Task 3 - Monitor pipelines

After you finish building and debugging your data flow and its associated pipeline, you will want to monitor the execution of the pipeline and all of the activities contained within it, including the Data Flow activity. In this task, you review the pipeline monitoring functionality in Azure Synapse Analytics using the pipeline run you initiated at the end of the previous task.

  1. In Synapse Studio, select Monitor from the left-hand menu.

    Monitor is selected and highlighted in the Synapse Analytics menu.

  2. Under Integration, select Pipeline runs.

    Pipeline runs is selected and highlighted under the Orchestration section of the monitor resource list.

  3. Select the Exercise 2 - Enrich Data_A03 pipeline the list. This will have a status of In progress.

    The first "Exercise 2 - Enrich Data" item in the list of pipeline runs is highlighted.

  4. On the pipeline run details screen, you will see a graphical representation of the activities within the pipeline, as well as a list of the individual activity runs. Both provide status indicators for each activity.

    This view allows you to monitor the overall status of the pipeline run, and observe each activity's status within the pipeline. The screen will auto-refresh for five minutes. If auto-refresh does not occur or your pipeline run takes longer than five minutes, you can get updates by selecting the Refresh button on the canvas toolbar.

    The pipeline run canvas is displayed, with activities list in the graph and in a list for in the Activity runs panel.

  5. To get a better understanding of the types of information you can get from the monitoring capabilities, let us explore what information is available for each activity in the Activity runs list. Start by hovering your mouse cursor over the Import Customer dimension activity and select the Output icon that appears.

    The output icon is highlighted on the Import Customer dimension activity row.

  6. In the Output dialog, you will see details about the size of data read and written, the number of rows read and copied, the duration of the copy activity, and other information relating to the copy activity run. This information can be used for things like troubleshooting. For example, you could compare the copy run to data, such as the number of rows read and written, to expected numbers from the source and sink.

    The Output dialog for the Import Customer dimension activity is displayed.

  7. Close the Output dialog.

  8. Next, hover your mouse cursor over the Import Customer dimension activity again, this time selecting the Details icon that appears.
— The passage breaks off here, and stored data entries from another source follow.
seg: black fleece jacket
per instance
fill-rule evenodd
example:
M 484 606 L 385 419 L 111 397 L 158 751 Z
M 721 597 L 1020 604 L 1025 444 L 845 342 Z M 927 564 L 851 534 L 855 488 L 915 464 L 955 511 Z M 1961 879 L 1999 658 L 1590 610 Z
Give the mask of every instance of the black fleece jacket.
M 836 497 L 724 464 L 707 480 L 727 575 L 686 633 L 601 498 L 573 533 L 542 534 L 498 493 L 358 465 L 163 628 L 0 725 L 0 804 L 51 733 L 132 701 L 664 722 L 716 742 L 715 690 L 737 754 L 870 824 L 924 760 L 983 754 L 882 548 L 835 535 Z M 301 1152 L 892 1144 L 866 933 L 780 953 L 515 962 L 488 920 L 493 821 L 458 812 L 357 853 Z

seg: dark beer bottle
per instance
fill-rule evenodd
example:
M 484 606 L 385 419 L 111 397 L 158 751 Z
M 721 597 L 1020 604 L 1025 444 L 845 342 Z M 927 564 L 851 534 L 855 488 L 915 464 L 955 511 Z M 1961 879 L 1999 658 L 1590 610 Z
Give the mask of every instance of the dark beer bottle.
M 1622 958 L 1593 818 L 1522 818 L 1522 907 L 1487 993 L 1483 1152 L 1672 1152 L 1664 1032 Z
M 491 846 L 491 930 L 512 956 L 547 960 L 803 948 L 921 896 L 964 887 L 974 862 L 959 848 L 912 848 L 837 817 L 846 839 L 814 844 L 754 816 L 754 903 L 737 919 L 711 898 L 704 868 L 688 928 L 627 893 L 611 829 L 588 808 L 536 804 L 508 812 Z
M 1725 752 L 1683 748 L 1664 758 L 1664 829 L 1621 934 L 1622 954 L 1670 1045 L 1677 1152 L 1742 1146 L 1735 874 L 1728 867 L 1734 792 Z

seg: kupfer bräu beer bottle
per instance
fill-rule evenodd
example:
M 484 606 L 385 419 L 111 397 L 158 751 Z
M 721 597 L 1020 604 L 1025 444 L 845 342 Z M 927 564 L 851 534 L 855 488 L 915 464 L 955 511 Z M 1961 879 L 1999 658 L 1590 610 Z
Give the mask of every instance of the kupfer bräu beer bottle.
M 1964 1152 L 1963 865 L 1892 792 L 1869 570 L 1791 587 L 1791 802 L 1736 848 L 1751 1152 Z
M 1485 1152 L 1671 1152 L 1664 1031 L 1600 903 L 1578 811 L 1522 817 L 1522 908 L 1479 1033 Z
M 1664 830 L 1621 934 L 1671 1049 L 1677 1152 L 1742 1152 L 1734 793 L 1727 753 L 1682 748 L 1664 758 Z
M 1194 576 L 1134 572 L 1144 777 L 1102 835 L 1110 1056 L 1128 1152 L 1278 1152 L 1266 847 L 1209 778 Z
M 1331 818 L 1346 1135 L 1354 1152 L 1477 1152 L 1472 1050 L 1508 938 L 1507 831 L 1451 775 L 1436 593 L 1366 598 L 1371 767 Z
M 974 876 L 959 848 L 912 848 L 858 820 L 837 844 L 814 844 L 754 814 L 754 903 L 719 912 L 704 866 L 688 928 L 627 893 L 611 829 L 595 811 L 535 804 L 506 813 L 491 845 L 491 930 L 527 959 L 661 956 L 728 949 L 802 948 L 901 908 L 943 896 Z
    The Details icon is highlighted on the Import Customer dimension activity row.

  9. The Details dialog provides the data found on the Output dialog examine above but expands on that to include graphics for the source, staging storage, and sink, and a more detailed look at the activity run.

    The Details dialog for the copy activity is displayed.

  10. Close the Details dialog.

  11. When the pipeline execution completes, all activity runs will reflect a status of Succeeded.

    A screenshot of the activity runs for the Exercise 2 - Enrich Data pipeline is displayed with all activities showing a status of Succeeded.

  12. When the Enrich Customer Data activity has a status of Complete, hover your mouse cursor over the Enrich Customer Data activity and select the Details icon that appears.

    Note: It can take 5-7 minutes for the Enrich Customer Data activity to complete. You may need to select Refresh on the Monitoring toolbar to see the status update if your pipeline run takes longer than five minutes.

    The Details icon is highlighted on the Enrich Customer Data Mapping Data Flow activity row.

  13. The Details dialog for data flow details takes you to a full-screen view of your data flow.

    The initial view provides a details panel containing statistics for the sinks defined within the data flow. The information for these includes the number of rows written and the processing times for writing to each sink.

    The data flow Details dialog is displayed.

  14. Select the SelectDesiredColumns transformation step of the data flow.

    Selecting any component of the data flow opens a new panel with details about the processing that occurred for that component.

    The SelectDesiredColumns transformation step is highlighted in the graph on the details dialog.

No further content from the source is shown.